From Ambition to Practice
As the evening drew to a close, the discussion became broader and more reflective, moving beyond individual use cases to what the next phase of AI adoption might look like. This included a forward-looking question around whether AI systems will eventually begin to optimise themselves, not just generating outputs, but recommending the best architecture or approach to solving a problem.
Marc pointed to something already emerging. As systems gain access to deeper context, including logs, configurations and shared knowledge, they are starting to move beyond simple responses towards more informed recommendations. Not fully autonomous, but increasingly aware of the environments they operate within.

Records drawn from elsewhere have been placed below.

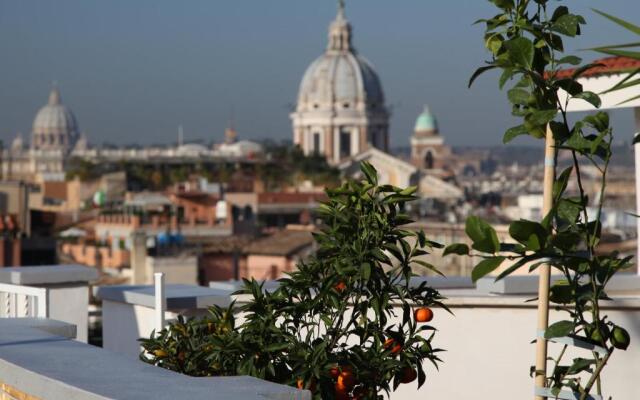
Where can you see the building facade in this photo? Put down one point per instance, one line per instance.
(428, 150)
(341, 108)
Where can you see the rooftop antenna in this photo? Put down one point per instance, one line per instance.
(232, 118)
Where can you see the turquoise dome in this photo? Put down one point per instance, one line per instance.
(426, 121)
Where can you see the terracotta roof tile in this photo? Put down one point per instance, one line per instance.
(283, 243)
(288, 198)
(610, 65)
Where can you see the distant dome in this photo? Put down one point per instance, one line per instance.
(341, 108)
(346, 79)
(426, 122)
(55, 126)
(340, 78)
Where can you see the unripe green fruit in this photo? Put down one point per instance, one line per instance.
(600, 335)
(620, 338)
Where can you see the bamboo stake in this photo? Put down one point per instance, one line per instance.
(545, 269)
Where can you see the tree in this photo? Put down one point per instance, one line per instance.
(327, 327)
(525, 40)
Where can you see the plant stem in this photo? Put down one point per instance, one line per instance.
(595, 375)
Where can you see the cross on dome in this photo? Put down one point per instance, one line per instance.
(340, 31)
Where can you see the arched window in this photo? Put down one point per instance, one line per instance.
(428, 160)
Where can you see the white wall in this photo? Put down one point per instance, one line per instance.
(123, 324)
(176, 269)
(70, 304)
(488, 355)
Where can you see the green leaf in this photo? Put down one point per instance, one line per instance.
(559, 329)
(561, 292)
(460, 249)
(479, 72)
(560, 131)
(484, 237)
(520, 51)
(530, 234)
(571, 86)
(485, 267)
(518, 96)
(579, 365)
(506, 75)
(514, 132)
(590, 97)
(567, 24)
(542, 117)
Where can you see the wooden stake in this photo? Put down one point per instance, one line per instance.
(545, 270)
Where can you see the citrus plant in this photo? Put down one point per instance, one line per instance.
(525, 40)
(348, 324)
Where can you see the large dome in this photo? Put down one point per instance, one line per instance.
(55, 126)
(340, 79)
(341, 108)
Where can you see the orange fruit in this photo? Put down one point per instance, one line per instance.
(408, 375)
(346, 380)
(342, 395)
(160, 353)
(359, 393)
(300, 384)
(423, 314)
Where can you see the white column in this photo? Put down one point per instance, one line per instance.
(160, 301)
(636, 148)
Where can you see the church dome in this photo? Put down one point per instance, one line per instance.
(55, 126)
(340, 78)
(426, 122)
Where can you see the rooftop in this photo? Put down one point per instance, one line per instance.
(609, 66)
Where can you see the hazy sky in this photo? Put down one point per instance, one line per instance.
(133, 70)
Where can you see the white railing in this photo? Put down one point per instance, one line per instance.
(17, 301)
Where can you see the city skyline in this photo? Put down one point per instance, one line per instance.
(248, 57)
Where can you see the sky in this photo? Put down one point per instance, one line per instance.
(132, 71)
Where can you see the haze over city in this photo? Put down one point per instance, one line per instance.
(134, 71)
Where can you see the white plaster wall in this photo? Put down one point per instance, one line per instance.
(71, 304)
(177, 270)
(489, 352)
(123, 324)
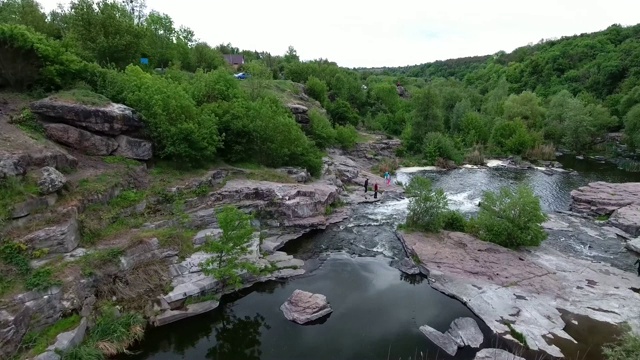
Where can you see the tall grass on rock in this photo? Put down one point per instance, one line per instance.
(510, 218)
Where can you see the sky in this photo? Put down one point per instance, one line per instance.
(375, 33)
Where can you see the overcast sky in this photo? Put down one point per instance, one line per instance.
(375, 33)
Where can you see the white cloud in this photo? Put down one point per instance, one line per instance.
(390, 33)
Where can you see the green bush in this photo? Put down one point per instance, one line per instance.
(438, 145)
(317, 89)
(320, 130)
(179, 130)
(510, 218)
(454, 221)
(346, 136)
(427, 207)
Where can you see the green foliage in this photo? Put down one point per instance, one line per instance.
(41, 279)
(454, 221)
(628, 347)
(81, 96)
(510, 218)
(180, 130)
(346, 136)
(427, 207)
(317, 89)
(227, 264)
(439, 146)
(320, 130)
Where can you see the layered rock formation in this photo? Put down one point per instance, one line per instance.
(108, 130)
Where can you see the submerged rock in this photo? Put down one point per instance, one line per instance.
(462, 332)
(496, 354)
(528, 288)
(303, 307)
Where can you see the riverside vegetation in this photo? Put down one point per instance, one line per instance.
(569, 92)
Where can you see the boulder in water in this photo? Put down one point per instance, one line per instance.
(303, 307)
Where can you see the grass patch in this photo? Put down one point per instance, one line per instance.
(38, 342)
(14, 191)
(28, 123)
(517, 335)
(82, 96)
(111, 335)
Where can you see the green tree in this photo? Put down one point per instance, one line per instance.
(228, 263)
(427, 206)
(510, 218)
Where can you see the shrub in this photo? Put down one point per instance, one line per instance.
(317, 89)
(454, 221)
(510, 218)
(427, 207)
(438, 145)
(320, 130)
(346, 136)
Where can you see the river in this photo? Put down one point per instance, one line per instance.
(377, 309)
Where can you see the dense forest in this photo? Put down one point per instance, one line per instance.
(567, 93)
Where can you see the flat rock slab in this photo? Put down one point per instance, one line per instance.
(303, 307)
(526, 289)
(496, 354)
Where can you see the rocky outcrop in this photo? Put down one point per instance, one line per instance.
(496, 354)
(58, 239)
(112, 119)
(621, 201)
(133, 148)
(94, 130)
(525, 289)
(303, 307)
(462, 332)
(51, 180)
(85, 141)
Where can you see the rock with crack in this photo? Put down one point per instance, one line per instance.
(303, 307)
(132, 148)
(51, 180)
(112, 119)
(88, 143)
(496, 354)
(58, 239)
(526, 289)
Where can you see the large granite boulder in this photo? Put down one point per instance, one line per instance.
(58, 239)
(51, 180)
(112, 119)
(85, 141)
(303, 307)
(133, 148)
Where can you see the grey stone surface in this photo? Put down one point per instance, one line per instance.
(133, 148)
(443, 341)
(62, 238)
(51, 180)
(496, 354)
(88, 143)
(303, 307)
(112, 119)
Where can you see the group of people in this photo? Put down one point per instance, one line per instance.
(387, 179)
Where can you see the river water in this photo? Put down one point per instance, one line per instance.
(377, 309)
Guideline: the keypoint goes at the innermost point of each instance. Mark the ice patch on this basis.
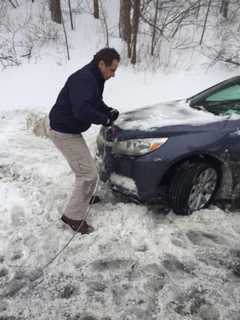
(123, 182)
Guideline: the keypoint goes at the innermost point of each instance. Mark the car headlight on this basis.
(137, 147)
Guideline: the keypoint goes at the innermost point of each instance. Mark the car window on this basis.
(228, 94)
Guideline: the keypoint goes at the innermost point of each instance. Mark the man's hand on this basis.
(108, 123)
(114, 113)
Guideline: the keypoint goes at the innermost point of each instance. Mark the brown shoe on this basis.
(80, 226)
(95, 199)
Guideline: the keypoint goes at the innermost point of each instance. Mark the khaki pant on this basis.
(75, 150)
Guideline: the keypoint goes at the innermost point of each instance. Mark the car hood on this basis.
(168, 118)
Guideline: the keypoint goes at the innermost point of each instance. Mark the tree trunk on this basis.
(205, 22)
(56, 11)
(125, 29)
(154, 27)
(96, 9)
(70, 13)
(135, 25)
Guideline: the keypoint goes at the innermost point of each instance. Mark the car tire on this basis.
(193, 187)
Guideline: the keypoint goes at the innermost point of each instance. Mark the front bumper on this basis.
(137, 177)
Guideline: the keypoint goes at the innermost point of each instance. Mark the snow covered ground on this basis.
(138, 264)
(141, 263)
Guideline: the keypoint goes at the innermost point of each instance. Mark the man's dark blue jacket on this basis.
(80, 102)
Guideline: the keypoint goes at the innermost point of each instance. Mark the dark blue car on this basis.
(185, 153)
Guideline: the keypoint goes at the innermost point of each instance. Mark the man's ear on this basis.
(101, 64)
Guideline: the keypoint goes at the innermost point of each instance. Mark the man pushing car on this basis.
(80, 104)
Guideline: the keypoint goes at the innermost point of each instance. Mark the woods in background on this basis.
(149, 29)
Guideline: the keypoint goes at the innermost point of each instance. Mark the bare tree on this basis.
(205, 21)
(70, 13)
(96, 9)
(135, 25)
(154, 27)
(56, 14)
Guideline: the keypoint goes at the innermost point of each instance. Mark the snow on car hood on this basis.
(165, 114)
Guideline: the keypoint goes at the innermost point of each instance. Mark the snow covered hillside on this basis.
(141, 263)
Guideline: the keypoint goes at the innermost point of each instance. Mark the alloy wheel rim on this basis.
(203, 189)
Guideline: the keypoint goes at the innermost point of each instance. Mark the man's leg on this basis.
(77, 154)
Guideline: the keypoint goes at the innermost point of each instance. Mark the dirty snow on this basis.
(141, 263)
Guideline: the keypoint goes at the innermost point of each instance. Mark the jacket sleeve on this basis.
(102, 106)
(82, 95)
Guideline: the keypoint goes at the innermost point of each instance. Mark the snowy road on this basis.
(139, 264)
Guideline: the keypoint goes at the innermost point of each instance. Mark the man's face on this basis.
(108, 71)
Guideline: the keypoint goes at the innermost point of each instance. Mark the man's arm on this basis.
(82, 94)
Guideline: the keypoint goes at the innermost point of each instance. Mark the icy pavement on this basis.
(139, 264)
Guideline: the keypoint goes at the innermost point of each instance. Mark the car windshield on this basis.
(224, 101)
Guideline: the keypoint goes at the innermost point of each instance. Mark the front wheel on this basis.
(193, 187)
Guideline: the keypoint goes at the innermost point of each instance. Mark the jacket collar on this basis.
(96, 71)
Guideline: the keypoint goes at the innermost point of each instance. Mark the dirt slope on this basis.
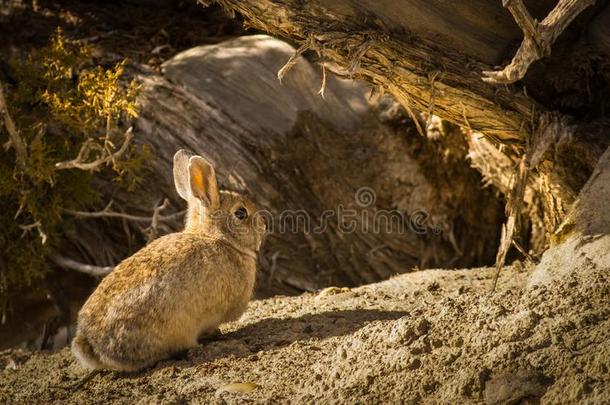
(433, 336)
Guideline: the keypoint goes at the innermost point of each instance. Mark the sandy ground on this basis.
(432, 336)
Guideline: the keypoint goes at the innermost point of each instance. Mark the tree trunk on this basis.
(431, 57)
(328, 170)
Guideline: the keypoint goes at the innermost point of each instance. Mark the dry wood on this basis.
(90, 145)
(350, 47)
(538, 37)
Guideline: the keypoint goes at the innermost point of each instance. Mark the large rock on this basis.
(582, 243)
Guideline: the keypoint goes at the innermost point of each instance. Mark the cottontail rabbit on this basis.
(158, 301)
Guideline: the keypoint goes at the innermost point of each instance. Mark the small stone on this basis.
(414, 364)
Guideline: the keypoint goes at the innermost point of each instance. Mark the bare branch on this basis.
(537, 37)
(36, 225)
(152, 229)
(107, 213)
(96, 271)
(15, 139)
(88, 146)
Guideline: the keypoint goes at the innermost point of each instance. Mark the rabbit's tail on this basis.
(83, 351)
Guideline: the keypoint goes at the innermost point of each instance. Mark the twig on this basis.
(88, 146)
(308, 44)
(537, 37)
(107, 213)
(322, 91)
(15, 139)
(521, 250)
(513, 208)
(154, 222)
(36, 225)
(96, 271)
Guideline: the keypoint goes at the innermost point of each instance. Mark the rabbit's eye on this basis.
(241, 213)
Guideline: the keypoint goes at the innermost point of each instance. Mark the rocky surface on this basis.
(434, 336)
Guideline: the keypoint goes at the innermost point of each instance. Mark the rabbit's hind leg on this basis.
(83, 351)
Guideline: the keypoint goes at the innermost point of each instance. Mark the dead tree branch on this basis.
(151, 231)
(96, 271)
(107, 213)
(537, 37)
(80, 161)
(15, 139)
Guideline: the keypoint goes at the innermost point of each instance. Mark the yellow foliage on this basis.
(59, 103)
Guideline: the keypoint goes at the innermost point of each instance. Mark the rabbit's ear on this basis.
(181, 173)
(203, 183)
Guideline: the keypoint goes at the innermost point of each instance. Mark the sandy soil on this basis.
(432, 336)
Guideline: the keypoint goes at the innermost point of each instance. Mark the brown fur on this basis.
(158, 301)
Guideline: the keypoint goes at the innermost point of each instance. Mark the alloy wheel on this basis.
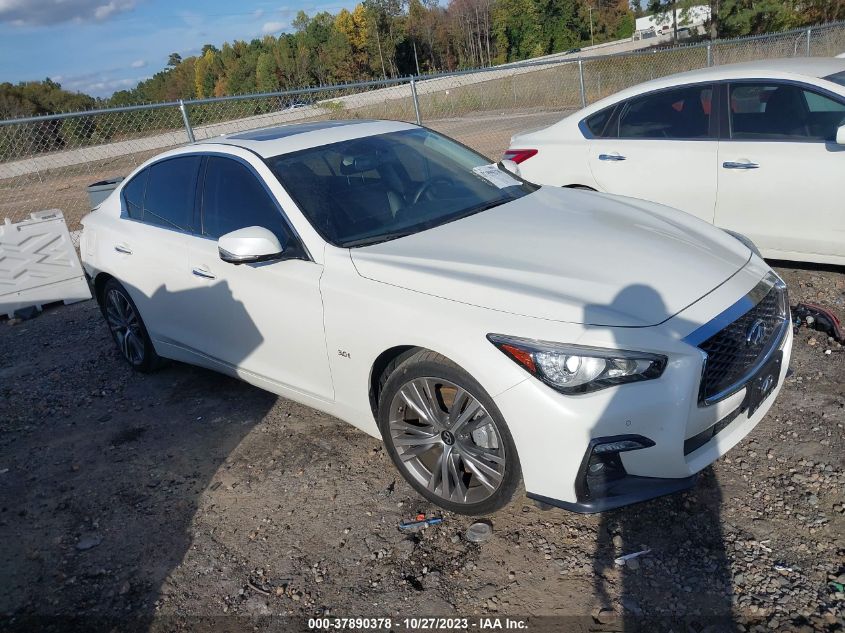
(125, 326)
(446, 440)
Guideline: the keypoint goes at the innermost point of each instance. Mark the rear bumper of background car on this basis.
(556, 436)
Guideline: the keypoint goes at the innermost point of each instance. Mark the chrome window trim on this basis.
(728, 316)
(725, 135)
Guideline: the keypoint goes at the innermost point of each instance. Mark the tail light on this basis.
(519, 155)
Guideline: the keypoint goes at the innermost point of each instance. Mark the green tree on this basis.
(266, 73)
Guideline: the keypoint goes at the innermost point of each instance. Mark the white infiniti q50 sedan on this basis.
(757, 148)
(601, 350)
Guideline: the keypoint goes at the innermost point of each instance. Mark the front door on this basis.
(662, 148)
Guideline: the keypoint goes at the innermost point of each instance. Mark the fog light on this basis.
(620, 446)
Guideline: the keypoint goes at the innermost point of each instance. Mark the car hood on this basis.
(564, 255)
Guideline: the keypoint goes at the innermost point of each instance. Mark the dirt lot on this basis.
(156, 500)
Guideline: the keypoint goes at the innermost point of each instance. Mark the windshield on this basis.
(837, 78)
(382, 187)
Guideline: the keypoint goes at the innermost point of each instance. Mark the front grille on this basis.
(733, 352)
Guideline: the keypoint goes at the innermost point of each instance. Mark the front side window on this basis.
(233, 198)
(385, 186)
(133, 195)
(680, 113)
(760, 111)
(171, 189)
(837, 78)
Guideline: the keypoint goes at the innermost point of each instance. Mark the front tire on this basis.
(446, 435)
(127, 328)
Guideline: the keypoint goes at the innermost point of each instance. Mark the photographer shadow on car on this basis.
(123, 482)
(683, 578)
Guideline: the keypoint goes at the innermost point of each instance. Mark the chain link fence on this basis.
(48, 161)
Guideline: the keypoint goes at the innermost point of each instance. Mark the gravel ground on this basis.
(157, 500)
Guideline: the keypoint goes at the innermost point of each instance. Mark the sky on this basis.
(100, 46)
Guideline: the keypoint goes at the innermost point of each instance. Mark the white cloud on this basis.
(273, 27)
(43, 12)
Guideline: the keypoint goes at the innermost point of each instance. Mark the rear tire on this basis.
(446, 436)
(127, 328)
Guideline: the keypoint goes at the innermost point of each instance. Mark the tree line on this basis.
(392, 38)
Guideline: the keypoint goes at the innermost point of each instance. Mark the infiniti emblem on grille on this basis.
(756, 334)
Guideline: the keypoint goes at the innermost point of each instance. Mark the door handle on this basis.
(203, 272)
(740, 165)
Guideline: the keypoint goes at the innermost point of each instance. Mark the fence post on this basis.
(416, 100)
(188, 130)
(581, 81)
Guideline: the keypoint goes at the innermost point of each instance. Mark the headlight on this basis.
(574, 369)
(746, 241)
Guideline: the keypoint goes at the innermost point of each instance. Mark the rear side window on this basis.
(133, 195)
(598, 123)
(760, 111)
(171, 191)
(681, 113)
(233, 198)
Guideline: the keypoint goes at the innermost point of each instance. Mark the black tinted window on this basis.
(133, 195)
(783, 112)
(598, 124)
(671, 114)
(170, 192)
(233, 198)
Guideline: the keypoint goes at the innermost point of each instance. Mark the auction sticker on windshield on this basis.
(495, 176)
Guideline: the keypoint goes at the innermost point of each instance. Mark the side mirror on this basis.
(249, 245)
(510, 166)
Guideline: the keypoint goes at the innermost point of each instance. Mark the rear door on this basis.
(780, 171)
(662, 147)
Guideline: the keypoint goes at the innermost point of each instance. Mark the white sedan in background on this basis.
(601, 349)
(756, 148)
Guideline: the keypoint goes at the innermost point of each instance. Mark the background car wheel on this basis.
(127, 328)
(446, 435)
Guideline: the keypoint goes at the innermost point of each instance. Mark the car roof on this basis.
(794, 68)
(284, 139)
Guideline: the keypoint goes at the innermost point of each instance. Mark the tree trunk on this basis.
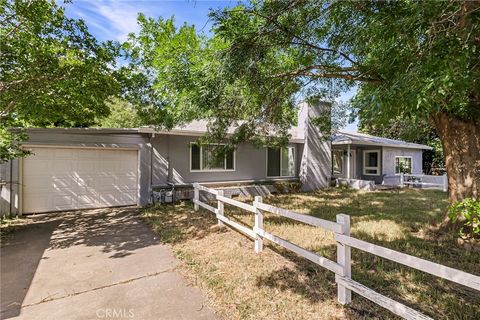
(461, 149)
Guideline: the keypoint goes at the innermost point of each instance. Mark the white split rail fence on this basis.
(342, 267)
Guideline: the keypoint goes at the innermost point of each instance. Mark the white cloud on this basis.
(122, 17)
(113, 19)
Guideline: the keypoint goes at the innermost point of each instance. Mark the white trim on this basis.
(395, 165)
(61, 146)
(342, 160)
(294, 160)
(377, 151)
(201, 159)
(378, 144)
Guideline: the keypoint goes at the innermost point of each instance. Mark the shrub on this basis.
(466, 211)
(287, 186)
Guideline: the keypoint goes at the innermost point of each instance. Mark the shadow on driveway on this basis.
(73, 264)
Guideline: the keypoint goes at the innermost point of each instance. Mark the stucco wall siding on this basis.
(387, 163)
(389, 155)
(172, 156)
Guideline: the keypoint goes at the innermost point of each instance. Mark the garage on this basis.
(70, 178)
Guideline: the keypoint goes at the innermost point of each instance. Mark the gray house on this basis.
(369, 158)
(91, 168)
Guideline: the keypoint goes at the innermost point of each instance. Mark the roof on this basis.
(200, 127)
(344, 138)
(82, 130)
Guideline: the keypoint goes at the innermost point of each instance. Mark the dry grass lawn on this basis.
(277, 284)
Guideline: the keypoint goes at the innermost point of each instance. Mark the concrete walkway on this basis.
(97, 264)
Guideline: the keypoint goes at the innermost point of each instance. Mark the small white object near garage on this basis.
(70, 178)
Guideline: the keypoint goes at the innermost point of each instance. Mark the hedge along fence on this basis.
(342, 267)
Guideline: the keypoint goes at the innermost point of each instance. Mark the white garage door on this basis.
(73, 178)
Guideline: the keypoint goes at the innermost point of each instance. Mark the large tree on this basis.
(408, 58)
(52, 71)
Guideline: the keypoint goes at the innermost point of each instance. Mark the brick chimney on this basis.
(316, 162)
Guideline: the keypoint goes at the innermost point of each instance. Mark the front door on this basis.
(353, 164)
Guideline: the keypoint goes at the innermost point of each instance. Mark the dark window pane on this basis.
(273, 162)
(229, 159)
(372, 159)
(403, 165)
(337, 160)
(288, 162)
(212, 158)
(195, 154)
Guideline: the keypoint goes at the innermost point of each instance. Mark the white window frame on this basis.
(365, 168)
(343, 161)
(395, 164)
(201, 160)
(294, 160)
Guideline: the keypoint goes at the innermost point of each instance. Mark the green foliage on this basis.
(468, 212)
(287, 186)
(122, 115)
(53, 72)
(176, 76)
(409, 59)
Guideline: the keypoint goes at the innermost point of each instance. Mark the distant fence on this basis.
(342, 267)
(417, 180)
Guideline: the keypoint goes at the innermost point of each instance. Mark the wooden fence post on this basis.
(196, 196)
(258, 225)
(220, 207)
(344, 259)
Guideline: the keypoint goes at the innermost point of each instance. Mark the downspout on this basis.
(11, 187)
(152, 135)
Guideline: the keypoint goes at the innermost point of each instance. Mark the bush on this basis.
(466, 211)
(287, 187)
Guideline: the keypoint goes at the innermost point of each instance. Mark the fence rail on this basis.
(342, 267)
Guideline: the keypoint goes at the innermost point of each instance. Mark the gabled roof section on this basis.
(344, 138)
(200, 127)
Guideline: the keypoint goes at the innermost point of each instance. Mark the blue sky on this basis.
(114, 20)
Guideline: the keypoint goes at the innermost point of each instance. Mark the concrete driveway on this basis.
(96, 264)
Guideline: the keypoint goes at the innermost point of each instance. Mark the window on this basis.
(403, 165)
(281, 162)
(207, 158)
(371, 162)
(337, 161)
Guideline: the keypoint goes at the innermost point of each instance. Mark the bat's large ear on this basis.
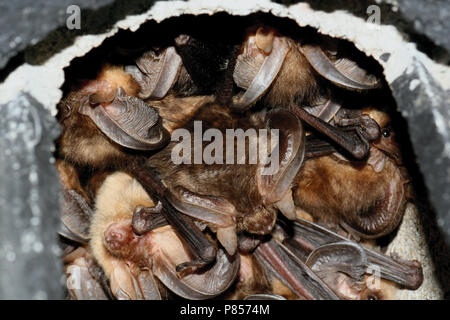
(80, 283)
(214, 210)
(128, 121)
(257, 66)
(156, 73)
(343, 72)
(206, 283)
(341, 266)
(277, 172)
(277, 259)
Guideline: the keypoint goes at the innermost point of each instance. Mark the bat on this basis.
(103, 121)
(133, 262)
(367, 199)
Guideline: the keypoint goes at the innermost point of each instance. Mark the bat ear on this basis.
(308, 236)
(75, 217)
(344, 72)
(156, 73)
(255, 70)
(345, 261)
(282, 263)
(275, 176)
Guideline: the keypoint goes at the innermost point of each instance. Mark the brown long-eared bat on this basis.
(132, 262)
(367, 198)
(103, 118)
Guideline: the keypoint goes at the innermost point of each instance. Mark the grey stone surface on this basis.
(29, 202)
(28, 189)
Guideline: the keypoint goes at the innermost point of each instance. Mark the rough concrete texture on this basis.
(411, 243)
(419, 84)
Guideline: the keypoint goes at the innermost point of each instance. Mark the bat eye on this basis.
(386, 133)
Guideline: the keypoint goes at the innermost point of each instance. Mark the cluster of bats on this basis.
(137, 226)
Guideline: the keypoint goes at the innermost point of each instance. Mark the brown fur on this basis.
(251, 279)
(81, 142)
(333, 191)
(295, 83)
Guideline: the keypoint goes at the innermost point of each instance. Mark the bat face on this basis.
(133, 262)
(287, 71)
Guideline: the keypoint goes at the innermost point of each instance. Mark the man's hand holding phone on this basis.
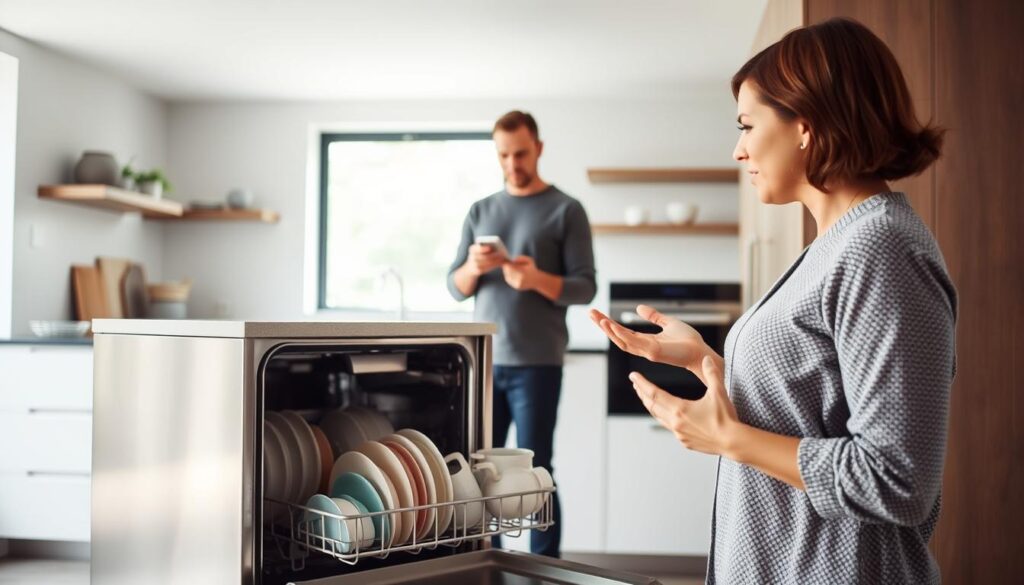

The conversation then shifted back to something more immediate. As more people build tools inside the business, how do organisations avoid fragmentation? Here, a familiar theme emerged. Visibility and shared context are essential. The more these tools become part of everyday work, the more important it is to understand what exists and how it is used.
It also led back to adoption itself, and why some organisations are still not seeing the gains they expected. Marc’s answer was simple, but powerful. Adoption is not just about access. It is about behaviour. If AI tools sit outside existing workflows, they remain optional. If they become part of how people work every day, they begin to deliver value. That might mean recording calls, structuring information differently, training teams properly, or building internal champions. None of it is particularly glamorous, but it is what drives real change.
Key Reflections and Takeaways
This Hampshire AI session felt like an important moment for the community. With our biggest audience to date, the level of engagement made it clear that things have moved on. There is now a clear shift from interest to implementation, with organisations focused on making AI deliver practical results.
We were grateful to have Microsoft share such an honest and practical perspective through Marc’s session. Rather than offering simple answers, the evening surfaced the realities of adoption and the challenges that come with it.
There were plenty of takeaways for attendees to reflect on. From choosing the right tools for the right problems, to rethinking processes, ownership and trust, the discussion provided a lot to take back into day-to-day work.
As ever with Hampshire AI, the value was not just in the content, but in the conversation it sparked. The ideas shared throughout the evening will no doubt continue to shape how many approach AI within their own organisations in the months ahead.